It’s not the greatest comparison photograph but I never thought to take one. After five years of planting, experiment and soil improvement we hadn’t thought that the beds would be flattened without warning. Nor had we thought our plants would just be ripped out and discarded.

In plant terms we lost sorrel, wild strawberries, lavender, chives, marigolds, fennel, mint, nasturtiums (though they were in winter remission), rocket, radish leaves, leeks and fat hen.

I keep saying I’m going to look forward and not complain, so I’ll stop here.

 

 

 

The coming year

Today I have been thinking of the coming year.

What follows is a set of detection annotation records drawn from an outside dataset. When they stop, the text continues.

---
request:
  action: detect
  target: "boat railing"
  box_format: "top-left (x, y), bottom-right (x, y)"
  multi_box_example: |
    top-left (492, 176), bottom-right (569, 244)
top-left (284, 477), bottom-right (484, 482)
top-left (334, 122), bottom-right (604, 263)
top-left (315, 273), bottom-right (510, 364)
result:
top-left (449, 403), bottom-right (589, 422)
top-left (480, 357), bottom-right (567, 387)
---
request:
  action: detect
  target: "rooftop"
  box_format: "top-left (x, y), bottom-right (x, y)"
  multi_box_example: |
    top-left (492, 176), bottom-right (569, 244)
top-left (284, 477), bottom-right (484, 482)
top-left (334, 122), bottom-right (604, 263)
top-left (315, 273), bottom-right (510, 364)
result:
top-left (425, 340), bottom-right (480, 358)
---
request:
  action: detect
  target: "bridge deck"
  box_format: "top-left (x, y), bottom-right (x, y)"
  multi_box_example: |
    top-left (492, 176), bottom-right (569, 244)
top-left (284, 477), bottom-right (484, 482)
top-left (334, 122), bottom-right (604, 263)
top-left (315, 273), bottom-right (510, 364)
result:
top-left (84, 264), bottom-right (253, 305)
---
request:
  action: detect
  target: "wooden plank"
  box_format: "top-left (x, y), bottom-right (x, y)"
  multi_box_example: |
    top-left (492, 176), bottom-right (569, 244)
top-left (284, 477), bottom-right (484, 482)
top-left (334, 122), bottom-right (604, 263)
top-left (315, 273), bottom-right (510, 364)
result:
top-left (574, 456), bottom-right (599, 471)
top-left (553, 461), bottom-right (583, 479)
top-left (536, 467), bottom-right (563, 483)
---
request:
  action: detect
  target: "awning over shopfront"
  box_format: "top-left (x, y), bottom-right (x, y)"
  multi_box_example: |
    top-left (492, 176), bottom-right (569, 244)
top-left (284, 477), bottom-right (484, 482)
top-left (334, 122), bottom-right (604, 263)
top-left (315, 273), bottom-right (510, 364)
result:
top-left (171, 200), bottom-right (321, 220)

We are having a casual January to clear the farm and to set things in perspective. In February I will have to start doing things…

I’m likely to have more time on my hands in 2017 because, as Julia has pointed out in a kind yet firm way,  I’m unemployable. Age, size and lack of formal qualifications are all against me, and that’s before you consider that I’m rude, lazy and look like I’ve dressed in the dark. When looking at job adverts I have noticed that these qualities are not often requested.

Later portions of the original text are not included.